Armed with a flurry of grunts and a handful of paintbrushes, some of the most arresting visual drama in the film happens in closeup shots of Giacometti as he puts his paintbrush to the canvas over and over again. “It’s a very intimate piece. It’s not about broad strokes — no pun intended,” Tucci reflects of his directorial choice. It’s an intimacy that is at times both beautiful and suffocating throughout the film (depending on Giacometti’s mood that particular day). Across a rapturous 90 minutes, Tucci’s directorial gaze offers an unfiltered view of the controversial artist that's as raw as the clay that coats his hands as he attempts to make sense of the sculptures littering his studio.
As the film celebrates its release on DVD and digital this week, we caught up with Stanley Tucci for eight minutes to talk about seeking the truth in art, the subtle pull of James Lord’s off-screen lover, and the one artist he’d love to sit for a portrait with.
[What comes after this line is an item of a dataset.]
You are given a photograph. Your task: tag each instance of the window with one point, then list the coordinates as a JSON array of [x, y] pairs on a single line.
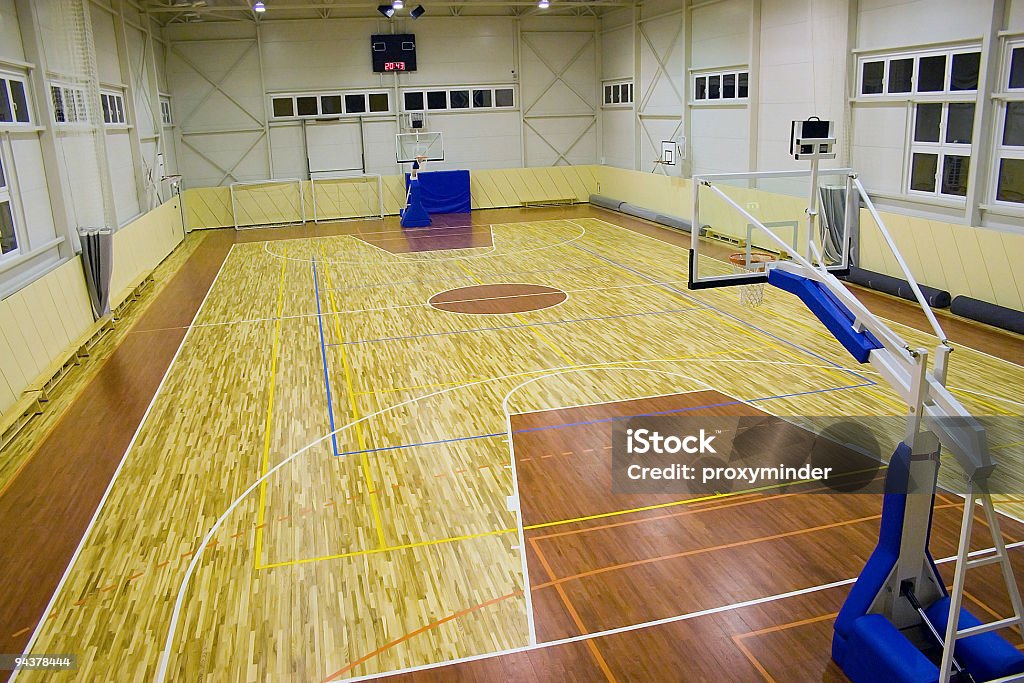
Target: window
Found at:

OUT: What drew you to the story of Alberto Giacometti in particular?
Stanley Tucci: I always interested in Giacometti’s work and I grew up with a father who was an artist and art teacher, so I ended up going to museums a lot when I was a teenager. I was always around it and I’ve always loved Giacometti’s work from the time I was young. The more I began to read about him and read what he wrote, [I realized] he was probably one of the most articulate artists to talk about the creative process. To me, he was constantly seeking the truth in his art until the day he died and that’s something we all aspire to.
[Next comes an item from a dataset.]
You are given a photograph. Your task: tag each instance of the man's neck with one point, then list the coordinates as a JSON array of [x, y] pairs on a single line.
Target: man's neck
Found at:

Giacometti is a bit of an asshole in the film. Did you have any hesitation about showing that very real side of him?
He’s incredibly selfish to his wife and then incredibly generous to other people. He had this very substantial and fragile ego, but a very secure one at the same time. It was interesting, and I had no trepidation about showing that in the film because that’s who he was.
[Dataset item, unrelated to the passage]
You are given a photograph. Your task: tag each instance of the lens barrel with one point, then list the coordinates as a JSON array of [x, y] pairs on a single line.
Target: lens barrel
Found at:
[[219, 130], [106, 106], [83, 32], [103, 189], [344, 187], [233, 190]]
With the portrayal of author James Lord by Armie Hammer, his relationship with his boyfriend takes place entirely off camera through phone calls. Did you ever consider incorporating that more into the story?
Not really because James was never very upfront about his relationships. I took what was in the book and expanded it slightly but there really wasn’t a lot there. It would seem to distract from the essence of the thing. In a way, it was stronger for us to have him feel that pull without getting the details.
Do you have any interest in making a film about the life of James Lord?
No, I don’t think so. (Laughs) He wasn’t really very prolific and didn’t really write that much, but what he wrote was really beautiful. His insight into artists was quite profound.
This is the first film you’ve written and directed in ten years. Do you have a project in mind you’d like to work on next?
There is a book I’ve adapted called City of Women that I hope I’ll someday be able to bring to the screen. It takes place in Berlin near the very end of the war.
In terms of your acting career, you’ve garnered such a reputation and were the subject of the “Tucci Gang” SNL skit earlier this year. How did it feel to go behind the camera and focus on writing and directing this film?
Oh, I loved it. It’s been ten years since I directed a film and [Final Portrait] was the fifth film I had directed. It was really wonderfully satisfying and I had missed doing it.
Armie Hammer and Geoffrey Rush in Final Portrait. Photo: Courtesy of Sony Pictures Classics.
I wanted to talk about the almost minute directing style you use in the film. There are so many beautiful scenes of his paintbrushes painting on the canvas. How’d you decide on this particular style?
It’s a very intimate piece. It’s not about broad strokes — no pun intended. That repetition in his painting forces you, as a filmmaker, to explore deeper and deeper with each detail. The more detailed it is, I think in a strange way the more universal it becomes.
Have you sat for a portrait before?
Yeah, I have a few times.
How was it compared to the experience of James Lord in the film sitting for Giacometti?
I think it was a hell of a lot easier than James Lord’s experience. (Laughs) I had spoken to three people who had posed for Giacometti and they all described exactly what James Lord described in his book.
Ok, final question. What famous artist, living or dead, would you want to draw you?
Oh gosh, it’s so hard to say. I’d probably still go with Giacometti.